Сомов слишком хорошо представлял слабые и сильные стороны своего современника: огромный для тех лет радиус охвата архивных материалов и склонность к гипотезам, иногда талантливым, всегда необоснованным. В том же академическом каталоге 1872 года есть интересная подробность.

Виртуозная и безымянная живопись картины «Петр I на смертном ложе» вызывала множество догадок. Приписать ее любому художнику значило признать его первоклассным мастером. Имя Никитина впервые называет Петров — без объяснений, вопреки традиции, по одному ощущению живописи. Сомов приводит его версию, соглашается с ней, поддерживает ее собственными доказательствами и… оставляет авторство за И. Г. Таннауером. Соображения Сомова просты. Таннауера называл старый рукописный каталог, тогда как «несомненных доказательств в пользу г. Петрова» нет.

А что же получилось с биографией Никитина? Разночтения обоих историков могли показаться существенными или несущественными в зависимости от точки зрения. Первое касалось отчества художника: Сомов назвал Никитина Максимовичем, Петров сыном Никиты Дементьева; второе — место его службы в юности.
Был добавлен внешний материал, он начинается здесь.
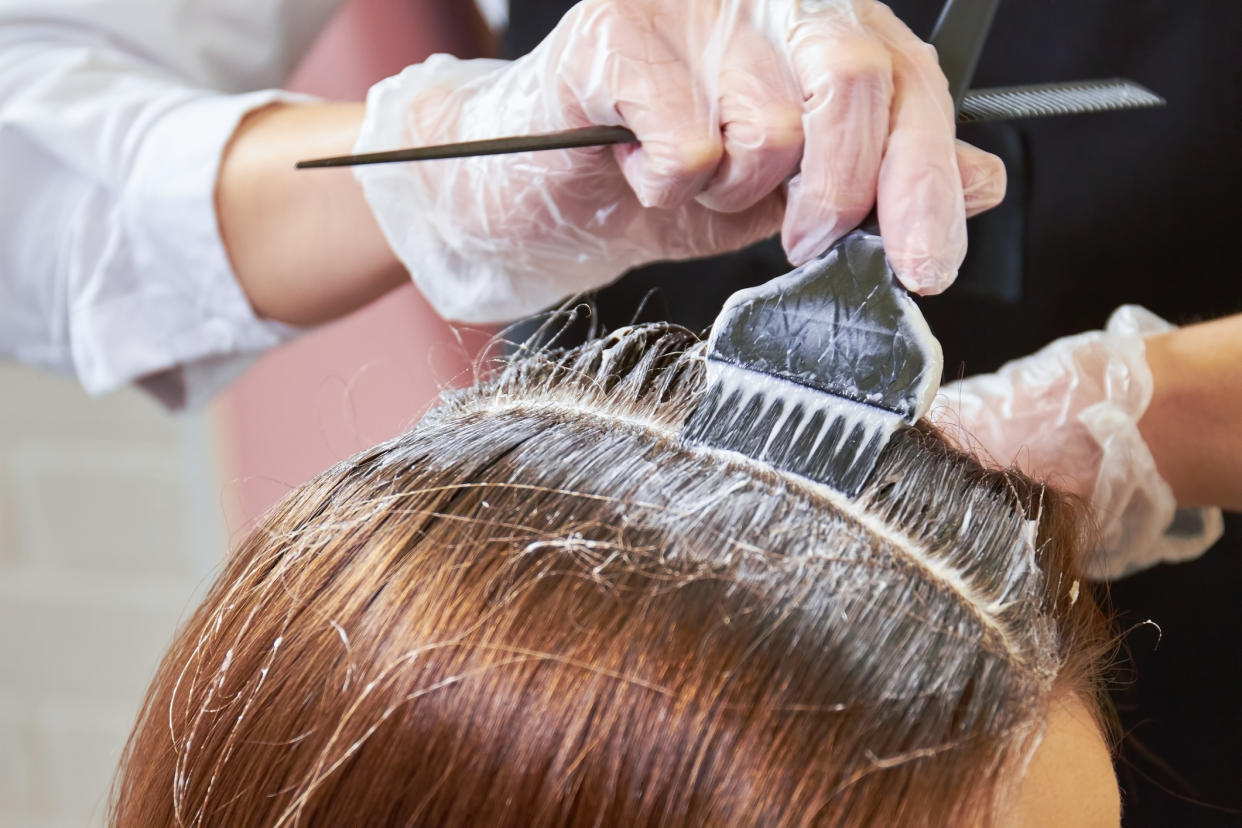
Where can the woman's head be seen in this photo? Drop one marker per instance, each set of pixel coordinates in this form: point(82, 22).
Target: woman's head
point(539, 607)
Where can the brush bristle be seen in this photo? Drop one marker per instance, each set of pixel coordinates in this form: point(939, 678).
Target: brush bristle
point(811, 433)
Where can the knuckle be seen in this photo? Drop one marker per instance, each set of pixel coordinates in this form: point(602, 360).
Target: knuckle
point(688, 158)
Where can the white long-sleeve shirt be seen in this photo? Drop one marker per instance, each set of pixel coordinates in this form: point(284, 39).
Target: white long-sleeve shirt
point(113, 117)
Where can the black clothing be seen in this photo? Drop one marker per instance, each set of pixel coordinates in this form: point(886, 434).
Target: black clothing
point(1102, 210)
Сомов помимо Артиллерийской школы указывал на связь Никитина с Оружейной палатой, Петров, не упоминая палаты, приводил совершенно новые данные о патриаршем хоре. Наконец, Сомов не знал временных границ жизни Никитина, примерно намечая 1690 и 1744 годы, Петров, оставляя неизменным ориентировочный год рождения, называл точно обстоятельства и год смерти художника — 1741, на обратном пути из ссылки в Москву.

Налицо были находки Петрова, на этот раз не вызывавшие никаких сомнений. В 1897 году в заметке об Иване Никитине для 47 тома словаря Брокгауза и Эфрона Сомов включает их все и остается в этом отношении в одиночестве. Последующие авторы единодушно сохраняют верность его собственной первоначальной версии — до наших дней Никитин остается Максимовичем, каждый историк подчеркивает его связь с Оружейной палатой и игнорирует вопрос о патриаршем хоре. Правда, в литературу вводится год смерти живописца и — что самое неожиданное — его происхождение.

Получалось неразрешимое противоречие. Если сын священника, почему не Никитич, если все же Максимович, то откуда непоколебимая уверенность в профессии отца. И ведь именно эта часть материалов в «Живописцах-пенсионерах Петра Великого» отличалась редкой, детальной разработанностью. Петров называл добрых два десятка имен родных художника, вплоть до мужей его племянниц с годами их рождения и — куда дальше! — вступления в брак. Все это были прямые потомки Никиты Дементьева, умершего до 1716 года и служившего в приходе церкви Дмитрия Солунского «на Большой Тверской улице, что у Тверских ворот».

Вопрос можно поставить иначе. Откуда родились сомнения исследователей, а среди них немало таких, которые, не занимаясь самостоятельными изысканиями, удовлетворялись последней сложившейся формулой биографии любого художника, — Н. Н. Врангель, С. Н. Исаков, другие. Чему и почему они не доверяли так упорно, что их неверие обратилось в традицию. Не значит ли это, что Сомову противостоял другой, не менее признанный авторитет. У него могло не быть случая выступить специально в печати, — достаточно, если его соображения стали известны кругу искусствоведов.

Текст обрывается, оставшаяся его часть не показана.